PSM retrenchment | Pakistan Today

PSM retrenchment

  • Inevitable preliminary to privatization

The Economic Coordination Committee of the Cabinet has decided on the retrenchment of all 9350 employees of the Pakistan Steel Mills, and though the decision must be ratified by the full Cabinet, it should go through, including a one-time salary payment of Rs18 to 19.7 billion, which would give workers an average of Rs 2.3 million each. It might seem an odd decision while the government needs every penny it can get to pay for the coronavirus pandemic, but it should also be remembered that the PSM had not been operating since 2015, and since then, the salary bill, then for 14,753 workers, had been met by the government, and adjusted as a loan in PSM books. Since 2013, that loan has reached Rs 34 billion, with a monthly bill of Rs 350 million. The move was probably overdue, not least as a preliminary to privatization, as any new owners would be free to hire anyone they might feel useful without any preconditions. One problem would be that those still on the rolls would include many political appointees, for the PSM was long regarded as a source of jobs for the boys.

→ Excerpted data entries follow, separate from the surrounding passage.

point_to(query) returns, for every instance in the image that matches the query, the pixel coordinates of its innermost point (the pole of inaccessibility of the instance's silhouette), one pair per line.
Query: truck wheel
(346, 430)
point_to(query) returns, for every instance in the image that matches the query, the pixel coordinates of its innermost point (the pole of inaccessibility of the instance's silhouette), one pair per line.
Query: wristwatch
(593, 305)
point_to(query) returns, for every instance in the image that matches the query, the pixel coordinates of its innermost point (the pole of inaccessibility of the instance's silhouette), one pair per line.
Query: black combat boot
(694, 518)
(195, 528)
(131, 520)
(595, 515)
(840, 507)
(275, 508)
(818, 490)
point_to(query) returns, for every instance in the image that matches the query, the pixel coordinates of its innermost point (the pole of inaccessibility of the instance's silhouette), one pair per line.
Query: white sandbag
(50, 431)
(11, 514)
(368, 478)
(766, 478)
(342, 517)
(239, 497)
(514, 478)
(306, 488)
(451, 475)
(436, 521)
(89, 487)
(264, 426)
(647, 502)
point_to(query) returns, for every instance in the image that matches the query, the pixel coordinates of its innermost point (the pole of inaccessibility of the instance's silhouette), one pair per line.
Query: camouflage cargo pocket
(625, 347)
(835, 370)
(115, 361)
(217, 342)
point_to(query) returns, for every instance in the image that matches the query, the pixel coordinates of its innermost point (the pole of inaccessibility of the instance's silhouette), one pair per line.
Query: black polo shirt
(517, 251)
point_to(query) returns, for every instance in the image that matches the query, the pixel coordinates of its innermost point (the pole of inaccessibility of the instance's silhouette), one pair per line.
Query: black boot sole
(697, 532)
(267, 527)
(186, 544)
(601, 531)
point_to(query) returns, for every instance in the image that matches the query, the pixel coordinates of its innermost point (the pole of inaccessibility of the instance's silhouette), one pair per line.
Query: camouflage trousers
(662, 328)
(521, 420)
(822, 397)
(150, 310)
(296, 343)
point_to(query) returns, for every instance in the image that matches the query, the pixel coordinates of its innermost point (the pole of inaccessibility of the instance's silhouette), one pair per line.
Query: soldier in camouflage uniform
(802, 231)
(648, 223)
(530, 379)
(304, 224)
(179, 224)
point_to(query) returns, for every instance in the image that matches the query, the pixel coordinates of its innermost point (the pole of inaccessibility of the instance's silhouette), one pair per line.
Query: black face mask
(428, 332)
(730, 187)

At the same time, there should not be much delay in the PSM privatization. It was done before, and the Supreme Court stepped in and cancelled the deal. PSM may own much desirable real estate, but that should not be an excuse for holding back on a necessary step. Also, while PSM workers have been given due compensation packages, their fate should not be used as an excuse to stop their retrenchment, and the government should resist the inevitable pressures to take back the step.

However, that does not mean the plan is flawless. There has been no appreciation shown of the consequences of turning loose nearly 10,000 workers onto the job market, at a time when the economy is in free fall. There should have been a rehabilitation plan, ideally voluntary, on offer. It is still not too late for the government to come up with one, preferably in partnership with the workers who will be affected. This should be done quickly, while employees have not yet spent the capital they have in the form of their compensation, so that it is available for use, if need be.